Gradient descent is a general-purpose optimization algorithm that lies at the heart of many machine learning applications. The idea is to iteratively adjust a set of parameters, $\theta$, to minimize a given cost function.
Like a ball rolling downhill, gradient descent uses the local gradient of the cost function with respect to $\theta$ to guide its steps in the direction of steepest descent.
The Role of the Learning Rate
The most critical hyperparameter in gradient descent is the learning rate. Choosing the right learning rate is crucial to ensure the algorithm converges efficiently.
- If the learning rate is too small, the algorithm will take a long time to converge.
- If it’s too large, the steps might overshoot the minimum, causing the algorithm to diverge or oscillate wildly.

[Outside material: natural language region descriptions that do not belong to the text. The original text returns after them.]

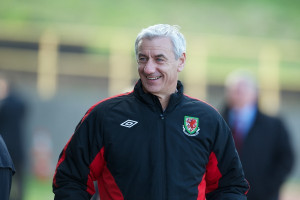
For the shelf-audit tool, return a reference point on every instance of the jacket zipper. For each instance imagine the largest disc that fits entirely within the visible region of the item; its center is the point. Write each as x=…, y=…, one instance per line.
x=164, y=174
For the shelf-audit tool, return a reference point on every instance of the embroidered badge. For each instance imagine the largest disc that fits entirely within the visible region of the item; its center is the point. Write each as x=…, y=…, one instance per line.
x=191, y=126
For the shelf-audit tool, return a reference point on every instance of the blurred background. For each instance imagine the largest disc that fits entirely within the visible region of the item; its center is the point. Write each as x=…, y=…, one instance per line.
x=61, y=57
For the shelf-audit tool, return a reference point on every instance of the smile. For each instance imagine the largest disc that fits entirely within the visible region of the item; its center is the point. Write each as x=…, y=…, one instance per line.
x=153, y=78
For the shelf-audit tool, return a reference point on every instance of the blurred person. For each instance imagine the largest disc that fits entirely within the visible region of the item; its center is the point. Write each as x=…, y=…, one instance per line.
x=12, y=112
x=155, y=142
x=262, y=141
x=7, y=170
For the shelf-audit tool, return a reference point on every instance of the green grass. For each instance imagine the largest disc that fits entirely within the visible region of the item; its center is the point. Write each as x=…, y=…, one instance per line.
x=37, y=189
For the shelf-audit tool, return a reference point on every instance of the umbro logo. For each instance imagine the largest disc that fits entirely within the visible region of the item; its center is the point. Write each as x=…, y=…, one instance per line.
x=129, y=123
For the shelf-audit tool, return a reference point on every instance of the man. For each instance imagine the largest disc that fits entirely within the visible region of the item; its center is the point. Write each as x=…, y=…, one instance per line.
x=6, y=171
x=12, y=115
x=262, y=141
x=153, y=143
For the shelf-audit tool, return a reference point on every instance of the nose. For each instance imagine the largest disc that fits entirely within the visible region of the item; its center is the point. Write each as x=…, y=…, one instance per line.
x=149, y=68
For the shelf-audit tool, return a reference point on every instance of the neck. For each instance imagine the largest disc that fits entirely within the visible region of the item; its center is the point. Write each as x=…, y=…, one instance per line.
x=164, y=101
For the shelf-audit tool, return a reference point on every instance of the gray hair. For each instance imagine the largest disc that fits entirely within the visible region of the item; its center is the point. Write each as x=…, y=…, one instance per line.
x=164, y=30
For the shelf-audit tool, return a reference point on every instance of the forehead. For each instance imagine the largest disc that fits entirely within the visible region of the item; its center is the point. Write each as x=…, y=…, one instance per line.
x=161, y=44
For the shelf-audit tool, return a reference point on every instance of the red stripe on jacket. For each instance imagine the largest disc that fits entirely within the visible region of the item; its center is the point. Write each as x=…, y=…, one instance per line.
x=63, y=156
x=213, y=174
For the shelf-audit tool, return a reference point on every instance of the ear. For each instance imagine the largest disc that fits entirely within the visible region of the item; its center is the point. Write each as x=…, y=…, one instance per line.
x=181, y=63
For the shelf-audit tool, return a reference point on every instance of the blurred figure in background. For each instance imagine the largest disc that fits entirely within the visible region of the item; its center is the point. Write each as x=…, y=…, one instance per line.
x=262, y=141
x=6, y=171
x=12, y=111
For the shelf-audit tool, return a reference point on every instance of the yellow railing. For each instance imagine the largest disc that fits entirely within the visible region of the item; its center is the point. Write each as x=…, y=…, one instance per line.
x=267, y=58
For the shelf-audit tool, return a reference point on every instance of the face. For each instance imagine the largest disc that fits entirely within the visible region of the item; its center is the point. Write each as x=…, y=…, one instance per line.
x=240, y=94
x=157, y=66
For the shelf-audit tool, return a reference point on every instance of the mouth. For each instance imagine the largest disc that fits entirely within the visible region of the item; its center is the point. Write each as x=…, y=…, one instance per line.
x=153, y=78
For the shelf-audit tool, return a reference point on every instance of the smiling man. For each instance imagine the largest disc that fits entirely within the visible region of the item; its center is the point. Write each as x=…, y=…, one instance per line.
x=154, y=143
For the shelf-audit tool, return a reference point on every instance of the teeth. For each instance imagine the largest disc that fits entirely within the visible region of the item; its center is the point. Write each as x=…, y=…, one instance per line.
x=153, y=78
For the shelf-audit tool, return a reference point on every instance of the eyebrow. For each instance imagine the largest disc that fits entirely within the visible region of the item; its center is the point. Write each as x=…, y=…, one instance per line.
x=156, y=56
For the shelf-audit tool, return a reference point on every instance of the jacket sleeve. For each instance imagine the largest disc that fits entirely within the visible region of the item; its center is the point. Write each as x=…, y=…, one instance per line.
x=282, y=158
x=225, y=178
x=76, y=172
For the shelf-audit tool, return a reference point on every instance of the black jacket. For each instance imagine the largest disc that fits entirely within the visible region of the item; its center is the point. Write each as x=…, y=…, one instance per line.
x=7, y=170
x=138, y=152
x=266, y=155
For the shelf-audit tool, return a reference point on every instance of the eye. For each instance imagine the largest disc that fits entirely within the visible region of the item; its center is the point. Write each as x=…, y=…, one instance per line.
x=160, y=60
x=142, y=59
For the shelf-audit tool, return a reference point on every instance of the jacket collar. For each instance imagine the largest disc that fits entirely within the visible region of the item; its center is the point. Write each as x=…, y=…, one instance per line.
x=153, y=100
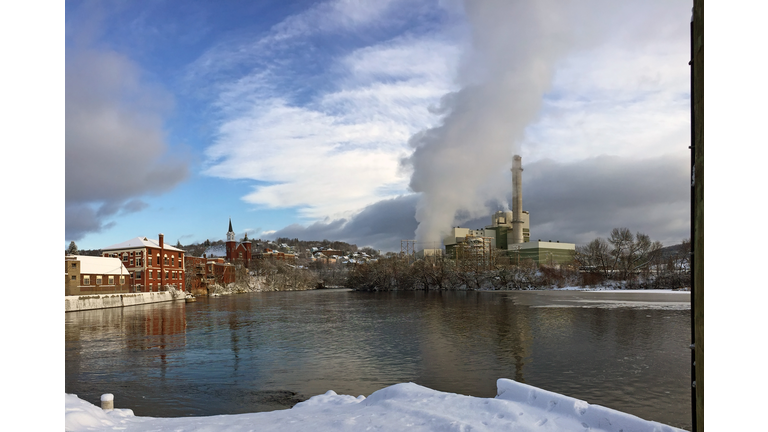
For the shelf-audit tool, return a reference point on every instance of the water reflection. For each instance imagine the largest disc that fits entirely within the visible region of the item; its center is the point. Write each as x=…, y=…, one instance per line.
x=266, y=351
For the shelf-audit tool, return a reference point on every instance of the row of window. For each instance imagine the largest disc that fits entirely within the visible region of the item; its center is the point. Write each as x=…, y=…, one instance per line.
x=173, y=275
x=166, y=261
x=110, y=280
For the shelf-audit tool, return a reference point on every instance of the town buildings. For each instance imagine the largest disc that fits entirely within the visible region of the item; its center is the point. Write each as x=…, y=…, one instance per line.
x=95, y=275
x=202, y=272
x=151, y=265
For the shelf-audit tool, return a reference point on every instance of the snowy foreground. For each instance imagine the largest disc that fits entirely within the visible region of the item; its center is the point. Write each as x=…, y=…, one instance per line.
x=517, y=407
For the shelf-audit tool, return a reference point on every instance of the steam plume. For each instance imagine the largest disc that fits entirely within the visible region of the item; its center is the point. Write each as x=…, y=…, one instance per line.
x=515, y=46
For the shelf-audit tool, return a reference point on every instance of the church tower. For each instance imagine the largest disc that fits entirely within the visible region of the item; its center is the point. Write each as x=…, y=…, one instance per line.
x=231, y=243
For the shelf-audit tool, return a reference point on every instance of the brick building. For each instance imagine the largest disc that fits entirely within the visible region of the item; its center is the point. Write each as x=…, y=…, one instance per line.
x=151, y=264
x=203, y=272
x=238, y=252
x=94, y=275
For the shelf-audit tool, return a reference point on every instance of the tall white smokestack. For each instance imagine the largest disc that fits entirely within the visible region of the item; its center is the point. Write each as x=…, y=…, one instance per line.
x=517, y=200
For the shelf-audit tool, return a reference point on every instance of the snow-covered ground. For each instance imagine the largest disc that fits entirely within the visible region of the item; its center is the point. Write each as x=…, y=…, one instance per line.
x=400, y=407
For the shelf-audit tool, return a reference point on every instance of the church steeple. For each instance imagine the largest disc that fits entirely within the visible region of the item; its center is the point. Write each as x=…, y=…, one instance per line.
x=231, y=232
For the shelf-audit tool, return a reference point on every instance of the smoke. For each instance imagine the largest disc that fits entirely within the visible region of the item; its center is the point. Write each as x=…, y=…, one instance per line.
x=515, y=48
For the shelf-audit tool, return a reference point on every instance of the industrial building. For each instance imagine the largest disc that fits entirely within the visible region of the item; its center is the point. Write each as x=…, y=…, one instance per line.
x=509, y=232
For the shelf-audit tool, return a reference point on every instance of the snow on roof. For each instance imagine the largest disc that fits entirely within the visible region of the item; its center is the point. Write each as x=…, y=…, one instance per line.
x=219, y=250
x=100, y=265
x=139, y=242
x=407, y=406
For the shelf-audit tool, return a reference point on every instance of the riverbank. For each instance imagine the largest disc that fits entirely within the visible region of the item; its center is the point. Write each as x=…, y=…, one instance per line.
x=406, y=406
x=106, y=301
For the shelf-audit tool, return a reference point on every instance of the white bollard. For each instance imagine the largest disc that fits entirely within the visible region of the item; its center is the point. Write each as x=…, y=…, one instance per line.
x=107, y=402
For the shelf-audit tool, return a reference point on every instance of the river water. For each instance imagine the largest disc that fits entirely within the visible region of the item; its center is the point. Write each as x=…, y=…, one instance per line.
x=266, y=351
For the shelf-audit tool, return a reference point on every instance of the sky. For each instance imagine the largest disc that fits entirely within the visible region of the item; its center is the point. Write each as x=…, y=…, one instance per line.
x=372, y=122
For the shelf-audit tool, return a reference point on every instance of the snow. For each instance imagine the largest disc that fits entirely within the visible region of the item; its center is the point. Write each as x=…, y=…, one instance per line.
x=408, y=406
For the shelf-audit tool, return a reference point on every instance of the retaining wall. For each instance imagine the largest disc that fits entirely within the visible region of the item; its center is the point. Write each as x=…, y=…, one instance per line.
x=103, y=301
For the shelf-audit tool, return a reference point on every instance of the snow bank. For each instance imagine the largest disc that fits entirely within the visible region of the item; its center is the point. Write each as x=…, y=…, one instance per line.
x=411, y=407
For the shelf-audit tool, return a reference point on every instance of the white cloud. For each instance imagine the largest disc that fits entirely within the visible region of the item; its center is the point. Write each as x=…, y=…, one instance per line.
x=342, y=150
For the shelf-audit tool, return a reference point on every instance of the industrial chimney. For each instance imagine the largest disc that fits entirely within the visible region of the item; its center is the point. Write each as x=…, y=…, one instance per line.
x=517, y=200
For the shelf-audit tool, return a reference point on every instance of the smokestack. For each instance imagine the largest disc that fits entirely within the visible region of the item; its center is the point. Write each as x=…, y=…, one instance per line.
x=517, y=200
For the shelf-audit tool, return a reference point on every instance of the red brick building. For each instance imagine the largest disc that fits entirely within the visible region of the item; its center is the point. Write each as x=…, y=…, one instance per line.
x=151, y=264
x=203, y=272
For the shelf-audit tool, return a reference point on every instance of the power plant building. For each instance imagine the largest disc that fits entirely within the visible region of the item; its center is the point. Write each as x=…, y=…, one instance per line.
x=510, y=231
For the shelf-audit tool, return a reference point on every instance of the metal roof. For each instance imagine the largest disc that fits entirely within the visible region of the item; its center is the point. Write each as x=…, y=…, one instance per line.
x=140, y=242
x=100, y=265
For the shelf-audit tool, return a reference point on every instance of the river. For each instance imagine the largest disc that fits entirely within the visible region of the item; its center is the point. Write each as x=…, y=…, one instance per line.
x=266, y=351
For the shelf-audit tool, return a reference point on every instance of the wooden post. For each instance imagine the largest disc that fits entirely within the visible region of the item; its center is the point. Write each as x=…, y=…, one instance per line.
x=107, y=402
x=697, y=213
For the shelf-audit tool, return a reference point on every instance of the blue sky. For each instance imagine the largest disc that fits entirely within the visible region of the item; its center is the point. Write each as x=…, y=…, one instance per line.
x=372, y=122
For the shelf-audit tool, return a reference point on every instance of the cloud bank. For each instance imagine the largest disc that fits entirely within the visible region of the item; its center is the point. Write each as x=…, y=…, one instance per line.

The figure above shows how different learning rates affect convergence.
Another potential pitfall is that gradient descent can get stuck in local minima. For non-convex functions, this can result in suboptimal solutions.
Gradient Descent for Linear Regression
Let’s revisit yesterday’s linear regression example. Although linear regression has a closed-form solution, it serves as a great illustration of how gradient descent operates.
We define a cost function $J(w, b)$, then derive its gradient with respect to both parameters:
$$ J(w,b) := \frac{1}{2m} \sum_{i=1}^{m} (w \cdot x_i + b - y_i)^2 $$
$$ \frac{\partial J}{\partial w} = \frac{1}{m} \sum_{i=1}^{m} (w \cdot x_i + b - y_i) \cdot x_i $$
$$ \frac{\partial J}{\partial b} = \frac{1}{m} \sum_{i=1}^{m} (w \cdot x_i + b - y_i) $$
import numpy as np
import matplotlib.pyplot as plt
def J(x, y, w, b):
y_hat = w * x + b
return (1/(2*m)) * np.sum((y_hat - y)**2)
def J_grad(x, y, w,b):
error = w * x + b - y
dw = np.average(error * x)
db = np.average(error)
return dw, db
# Generate data
np.random.seed(0)
x = np.linspace(0, 10, 500)
y = w * x + b
y += np.random.randn(*x.shape) * 3 # Add noise
Variants of Gradient Descent
We’ll compare three different versions of gradient descent:
- Batch Gradient Descent – Uses the entire dataset to compute the gradient at each step.
- Stochastic Gradient Descent (SGD) – Updates parameters using one sample at a time. Faster updates but more noise.
- Mini-Batch Gradient Descent – A compromise between the two: updates using small batches of samples.
While SGD allows for faster updates per epoch, it introduces high variance. Mini-batch gradient descent reduces this noise while still benefiting from faster convergence than batch GD.
def gradient_decent(x, y, init_w, init_b, alpha, num_epochs):
w = init_w
b = init_b
path = [(w,b)]
for _ in range(num_epochs):
dw, db = J_grad(x,y,w,b)
w -= alpha * dw
b -= alpha * db
path.append((w,b))
return path
def stochastic_gradient_decent(x, y, init_w, init_b, alpha, num_epochs):
w = init_w
b = init_b
path = [(w,b)]
m = len(x)
for _ in range(num_epochs):
indices = np.random.permutation(m)
new_x = x[indices]
new_y = y[indices]
for i in range(m):
cx = new_x[i]
cy = new_y[i]
dw, db = J_grad(cx,cy,w,b)
w -= alpha * dw
b -= alpha * db
path.append((w,b))
return path
def minibatch_gradient_decent(x, y, init_w, init_b, alpha, num_epochs, batch_size):
w = init_w
b = init_b
path = [(w,b)]
m = x.shape[0]
for _ in range(num_epochs):
indices = np.random.permutation(m)
new_x = x[indices]
new_y = y[indices]
for i in range(0, m, batch_size):
cx = new_x[i:i+batch_size]
cy = new_y[i:i+batch_size]
dw, db = J_grad(cx,cy,w,b)
w -= alpha * dw
b -= alpha * db
path.append((w,b))
return path
Notice that the path curves as it approaches the minimum. This happens because the scales of $w$ and $b$ are different, causing the cost surface to be skewed.
Feature Scaling and Faster Convergence
We can fix the skewed path by rescaling the input features. After standardizing the input $x$, the cost surface becomes more isotropic (circular contours), allowing for more direct paths to the minimum and faster convergence.
Summary
Gradient descent is a powerful and versatile optimization tool. Understanding how the learning rate, local minima, and feature scaling affect convergence is essential for training machine learning models efficiently. The various flavors of gradient descent offer trade-offs between speed and stability, and choosing the right one depends on the problem and dataset size.